When Matt Schissler ’07 set off for Southeast Asia as a young college graduate, he did not expect to stay longer than a couple of months. Eight years later, he has returned to the United States to pursue a doctorate in cultural anthropology at the University of Michigan focused on the mobilization of religious conflict and telecommunications infrastructure, drawing on his experiences in Thailand and Myanmar (Burma), an isolated country only recently opened to the West.
This year, Schissler was awarded the National Science Foundation Graduate Research Fellowship, one of only 2,000 recipients from about 17,000 applicants. Of those selected, just 16 are cultural anthropologists. The program recognizes outstanding graduate students who are pursuing research-based master’s and doctoral degrees in areas within the scope of NSF’s mission, including the STEM fields, social sciences and psychology.
Schissler, who learned to speak Burmese, said he ended up working in Myanmar “through a kind of confluence of circumstance and conscience.”
After graduating from Whitman, he planned to travel around the region, then spend a few months teaching English in Myanmar. However, peaceful demonstrations inside the country soon gave way to a violent government crackdown, and foreigners were kept out.
“At that point I was in Thailand—so close!—and I thought I'd try and get closer,” he said. “I went to Thailand's western border with Burma. At first, I was just teaching English in a primary school.
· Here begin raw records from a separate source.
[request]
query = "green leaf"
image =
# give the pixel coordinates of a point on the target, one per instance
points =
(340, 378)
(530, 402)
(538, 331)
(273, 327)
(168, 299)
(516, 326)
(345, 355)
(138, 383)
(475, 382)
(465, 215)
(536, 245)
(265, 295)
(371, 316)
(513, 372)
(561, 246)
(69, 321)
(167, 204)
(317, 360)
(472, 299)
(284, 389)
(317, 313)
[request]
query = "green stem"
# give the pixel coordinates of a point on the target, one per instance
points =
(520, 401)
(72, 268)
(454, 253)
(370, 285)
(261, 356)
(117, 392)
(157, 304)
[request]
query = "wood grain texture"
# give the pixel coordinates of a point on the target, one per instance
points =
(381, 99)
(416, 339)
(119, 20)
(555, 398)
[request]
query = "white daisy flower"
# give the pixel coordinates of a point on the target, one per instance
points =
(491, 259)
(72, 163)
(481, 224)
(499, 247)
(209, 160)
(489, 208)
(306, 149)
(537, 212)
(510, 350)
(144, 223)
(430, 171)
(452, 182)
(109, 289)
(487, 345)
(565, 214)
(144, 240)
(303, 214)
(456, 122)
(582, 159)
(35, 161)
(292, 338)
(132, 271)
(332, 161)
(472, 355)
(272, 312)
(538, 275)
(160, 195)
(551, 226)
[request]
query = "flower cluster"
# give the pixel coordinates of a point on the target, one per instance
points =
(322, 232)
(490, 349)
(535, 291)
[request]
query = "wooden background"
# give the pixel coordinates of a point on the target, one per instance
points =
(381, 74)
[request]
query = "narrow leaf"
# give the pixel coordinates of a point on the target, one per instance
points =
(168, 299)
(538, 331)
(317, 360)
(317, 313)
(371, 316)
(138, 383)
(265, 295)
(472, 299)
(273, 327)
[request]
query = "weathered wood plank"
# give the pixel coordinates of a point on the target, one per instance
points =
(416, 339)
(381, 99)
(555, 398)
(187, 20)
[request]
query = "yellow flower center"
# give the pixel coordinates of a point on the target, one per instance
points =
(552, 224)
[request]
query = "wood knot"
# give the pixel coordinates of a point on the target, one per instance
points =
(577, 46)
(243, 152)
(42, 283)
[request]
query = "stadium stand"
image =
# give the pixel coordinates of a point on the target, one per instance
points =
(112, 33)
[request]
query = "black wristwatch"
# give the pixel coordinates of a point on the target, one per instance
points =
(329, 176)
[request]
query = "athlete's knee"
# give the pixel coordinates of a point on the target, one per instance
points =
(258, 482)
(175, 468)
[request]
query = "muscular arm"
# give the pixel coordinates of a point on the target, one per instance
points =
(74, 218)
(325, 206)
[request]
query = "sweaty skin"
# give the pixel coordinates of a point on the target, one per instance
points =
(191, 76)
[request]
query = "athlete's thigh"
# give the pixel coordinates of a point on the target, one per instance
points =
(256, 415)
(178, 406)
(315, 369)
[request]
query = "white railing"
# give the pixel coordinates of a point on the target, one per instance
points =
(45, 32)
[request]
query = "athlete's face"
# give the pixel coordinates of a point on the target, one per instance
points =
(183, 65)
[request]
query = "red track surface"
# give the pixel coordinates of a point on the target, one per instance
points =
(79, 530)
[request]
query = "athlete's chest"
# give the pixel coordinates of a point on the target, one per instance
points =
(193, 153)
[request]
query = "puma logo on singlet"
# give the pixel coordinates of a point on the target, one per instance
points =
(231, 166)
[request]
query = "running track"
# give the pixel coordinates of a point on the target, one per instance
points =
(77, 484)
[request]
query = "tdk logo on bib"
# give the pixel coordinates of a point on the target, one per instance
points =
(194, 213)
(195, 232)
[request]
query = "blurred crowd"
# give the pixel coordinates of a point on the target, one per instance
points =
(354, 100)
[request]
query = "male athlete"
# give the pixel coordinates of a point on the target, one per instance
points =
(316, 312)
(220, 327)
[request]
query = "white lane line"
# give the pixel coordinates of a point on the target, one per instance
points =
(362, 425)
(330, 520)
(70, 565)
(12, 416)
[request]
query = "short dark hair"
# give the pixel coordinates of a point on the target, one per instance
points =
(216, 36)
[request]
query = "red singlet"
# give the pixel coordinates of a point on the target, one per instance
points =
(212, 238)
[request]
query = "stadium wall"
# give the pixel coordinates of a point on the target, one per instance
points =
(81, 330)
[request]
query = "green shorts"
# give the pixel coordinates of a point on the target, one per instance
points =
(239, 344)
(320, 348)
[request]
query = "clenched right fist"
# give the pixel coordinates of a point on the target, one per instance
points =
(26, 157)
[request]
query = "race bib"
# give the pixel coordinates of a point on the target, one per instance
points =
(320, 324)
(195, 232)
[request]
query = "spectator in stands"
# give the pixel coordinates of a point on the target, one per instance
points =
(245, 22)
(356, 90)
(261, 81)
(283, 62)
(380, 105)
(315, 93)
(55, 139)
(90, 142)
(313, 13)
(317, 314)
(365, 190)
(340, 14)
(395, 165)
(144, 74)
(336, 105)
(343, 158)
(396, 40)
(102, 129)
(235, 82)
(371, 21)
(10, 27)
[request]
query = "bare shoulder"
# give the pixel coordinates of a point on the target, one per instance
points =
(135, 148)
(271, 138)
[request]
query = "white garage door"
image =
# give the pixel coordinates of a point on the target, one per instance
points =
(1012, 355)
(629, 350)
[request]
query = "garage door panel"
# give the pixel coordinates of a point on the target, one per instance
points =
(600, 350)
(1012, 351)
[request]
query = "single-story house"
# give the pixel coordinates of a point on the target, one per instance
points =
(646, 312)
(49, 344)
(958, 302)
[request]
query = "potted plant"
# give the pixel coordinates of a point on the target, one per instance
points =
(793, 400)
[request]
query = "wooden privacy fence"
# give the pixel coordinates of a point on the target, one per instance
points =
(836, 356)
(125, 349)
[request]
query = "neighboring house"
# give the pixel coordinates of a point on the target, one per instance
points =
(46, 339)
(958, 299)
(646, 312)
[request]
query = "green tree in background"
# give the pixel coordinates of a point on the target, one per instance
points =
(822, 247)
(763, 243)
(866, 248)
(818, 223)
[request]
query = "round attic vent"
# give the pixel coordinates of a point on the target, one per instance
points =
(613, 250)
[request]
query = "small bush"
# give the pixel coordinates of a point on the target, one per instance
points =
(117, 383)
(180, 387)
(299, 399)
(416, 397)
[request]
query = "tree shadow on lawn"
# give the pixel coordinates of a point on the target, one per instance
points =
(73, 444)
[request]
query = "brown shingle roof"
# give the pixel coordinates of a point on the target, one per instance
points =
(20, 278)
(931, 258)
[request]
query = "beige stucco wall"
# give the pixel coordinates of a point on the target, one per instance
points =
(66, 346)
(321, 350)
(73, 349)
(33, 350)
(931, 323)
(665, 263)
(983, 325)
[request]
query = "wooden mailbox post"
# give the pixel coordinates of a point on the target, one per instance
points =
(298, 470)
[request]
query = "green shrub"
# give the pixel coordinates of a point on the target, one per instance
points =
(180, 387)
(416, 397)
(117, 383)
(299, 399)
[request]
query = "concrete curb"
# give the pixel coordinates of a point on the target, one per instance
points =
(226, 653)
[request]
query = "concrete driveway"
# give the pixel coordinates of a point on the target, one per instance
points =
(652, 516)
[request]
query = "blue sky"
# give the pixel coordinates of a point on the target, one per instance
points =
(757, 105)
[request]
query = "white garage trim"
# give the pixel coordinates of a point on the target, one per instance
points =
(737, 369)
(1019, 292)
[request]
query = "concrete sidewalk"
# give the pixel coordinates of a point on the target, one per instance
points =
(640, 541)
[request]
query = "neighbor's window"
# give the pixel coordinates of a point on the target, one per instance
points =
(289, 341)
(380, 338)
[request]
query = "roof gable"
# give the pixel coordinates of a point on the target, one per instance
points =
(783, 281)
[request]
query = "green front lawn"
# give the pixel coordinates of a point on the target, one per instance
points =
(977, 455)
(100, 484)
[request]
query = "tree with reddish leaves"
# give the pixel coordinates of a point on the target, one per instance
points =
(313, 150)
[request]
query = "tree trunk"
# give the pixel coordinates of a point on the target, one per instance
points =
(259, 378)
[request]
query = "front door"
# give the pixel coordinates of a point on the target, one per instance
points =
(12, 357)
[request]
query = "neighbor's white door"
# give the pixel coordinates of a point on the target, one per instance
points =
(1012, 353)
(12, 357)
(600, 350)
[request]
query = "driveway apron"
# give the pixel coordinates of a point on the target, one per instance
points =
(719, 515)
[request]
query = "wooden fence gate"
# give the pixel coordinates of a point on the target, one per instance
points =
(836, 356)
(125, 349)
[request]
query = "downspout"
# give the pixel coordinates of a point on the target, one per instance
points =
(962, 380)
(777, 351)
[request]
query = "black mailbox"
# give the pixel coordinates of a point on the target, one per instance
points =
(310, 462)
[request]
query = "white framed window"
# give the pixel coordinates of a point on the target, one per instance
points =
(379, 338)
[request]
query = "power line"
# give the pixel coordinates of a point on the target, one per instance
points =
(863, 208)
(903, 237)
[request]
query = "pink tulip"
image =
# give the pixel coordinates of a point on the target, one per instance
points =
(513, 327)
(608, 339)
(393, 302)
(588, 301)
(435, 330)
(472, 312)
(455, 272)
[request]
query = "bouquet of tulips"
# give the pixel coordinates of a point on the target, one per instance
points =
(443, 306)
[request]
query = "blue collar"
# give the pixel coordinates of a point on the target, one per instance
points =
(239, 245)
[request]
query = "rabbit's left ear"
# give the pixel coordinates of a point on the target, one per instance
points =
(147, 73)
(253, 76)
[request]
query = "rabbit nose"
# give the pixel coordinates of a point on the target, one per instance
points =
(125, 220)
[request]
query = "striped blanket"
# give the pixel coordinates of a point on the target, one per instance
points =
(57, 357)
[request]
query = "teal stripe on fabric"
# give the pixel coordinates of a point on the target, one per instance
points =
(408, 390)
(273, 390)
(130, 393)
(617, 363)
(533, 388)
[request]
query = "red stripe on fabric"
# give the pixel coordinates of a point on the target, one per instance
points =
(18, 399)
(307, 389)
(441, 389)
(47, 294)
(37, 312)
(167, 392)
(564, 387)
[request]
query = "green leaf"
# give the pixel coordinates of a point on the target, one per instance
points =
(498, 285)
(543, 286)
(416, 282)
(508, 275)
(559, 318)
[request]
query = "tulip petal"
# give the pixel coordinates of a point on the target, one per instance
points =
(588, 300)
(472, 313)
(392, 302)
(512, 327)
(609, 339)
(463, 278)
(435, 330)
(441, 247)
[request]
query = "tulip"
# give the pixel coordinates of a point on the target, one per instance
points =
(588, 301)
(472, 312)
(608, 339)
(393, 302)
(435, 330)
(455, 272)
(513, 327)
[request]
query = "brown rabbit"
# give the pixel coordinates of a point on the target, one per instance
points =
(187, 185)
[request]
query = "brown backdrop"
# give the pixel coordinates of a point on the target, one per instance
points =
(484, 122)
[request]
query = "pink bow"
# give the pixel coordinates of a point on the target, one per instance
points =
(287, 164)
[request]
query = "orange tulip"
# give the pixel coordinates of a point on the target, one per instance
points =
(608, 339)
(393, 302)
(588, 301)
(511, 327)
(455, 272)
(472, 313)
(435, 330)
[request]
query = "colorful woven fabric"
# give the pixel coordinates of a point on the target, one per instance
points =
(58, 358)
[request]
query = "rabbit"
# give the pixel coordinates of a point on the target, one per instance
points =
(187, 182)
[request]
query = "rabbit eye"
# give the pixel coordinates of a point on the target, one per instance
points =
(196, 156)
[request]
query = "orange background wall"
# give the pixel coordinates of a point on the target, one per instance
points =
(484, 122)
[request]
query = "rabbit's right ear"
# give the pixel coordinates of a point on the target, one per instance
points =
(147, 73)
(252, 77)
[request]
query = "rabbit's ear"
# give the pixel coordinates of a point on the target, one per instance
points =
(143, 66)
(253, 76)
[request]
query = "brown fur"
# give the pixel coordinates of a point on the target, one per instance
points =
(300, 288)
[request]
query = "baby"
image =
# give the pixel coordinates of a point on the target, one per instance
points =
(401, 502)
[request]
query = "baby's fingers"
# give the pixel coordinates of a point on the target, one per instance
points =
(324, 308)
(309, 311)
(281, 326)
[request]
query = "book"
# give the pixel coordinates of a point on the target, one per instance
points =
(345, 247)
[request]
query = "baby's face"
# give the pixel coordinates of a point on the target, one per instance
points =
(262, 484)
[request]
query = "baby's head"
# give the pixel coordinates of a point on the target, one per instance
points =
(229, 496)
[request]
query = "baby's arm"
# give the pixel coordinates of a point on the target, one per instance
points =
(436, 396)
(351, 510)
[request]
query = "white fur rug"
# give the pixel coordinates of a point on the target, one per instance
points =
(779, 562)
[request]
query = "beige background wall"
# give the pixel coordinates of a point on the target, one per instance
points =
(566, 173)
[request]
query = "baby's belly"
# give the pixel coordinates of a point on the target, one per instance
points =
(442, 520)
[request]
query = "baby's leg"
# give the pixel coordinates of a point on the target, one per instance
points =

But I was in a small rural town, which turned out to be the epicenter for underground political activities of an indigenous group call the Mon, who live all across southern and eastern Myanmar.”
He added, “Suddenly I was meeting these amazing journalists and human rights activists, who were working secretly inside Burma and then getting that information to Thailand from where it could be published.”
Schissler, who later earned a degree in international human rights law from Oxford University, began supporting local efforts to document human rights violations and prevent religious violence, particularly attacks perpetrated by Myanmar’s majority Buddhist population against minority Muslims. Last year, he cofounded the Myanmar Media and Society Research Project, a partnership between Oxford University and the Myanmar Information and Communications Technology for Development Organization, based in the country’s old capital, Yangon.
There, Schissler also served as an adviser to a local NGO working to promote peace and support communities impacted by the country's large-scale development projects and natural resource extraction. Earlier, he spent about five years with a news agency and two groups focused on human rights in southeastern Myanmar.
“At first I was asking questions and trying to learn as much as possible because I wanted to be better able to work,” Schissler said. “But it seemed impossible to do that without also asking about the nature of the work itself. When my Ph.D. is done, I’ll still have a lot of questions about Burma, but also about violence, the law, media infrastructures. I’ll probably never answer these in any sort of complete sense, but it seems worthwhile to spend a life trying.”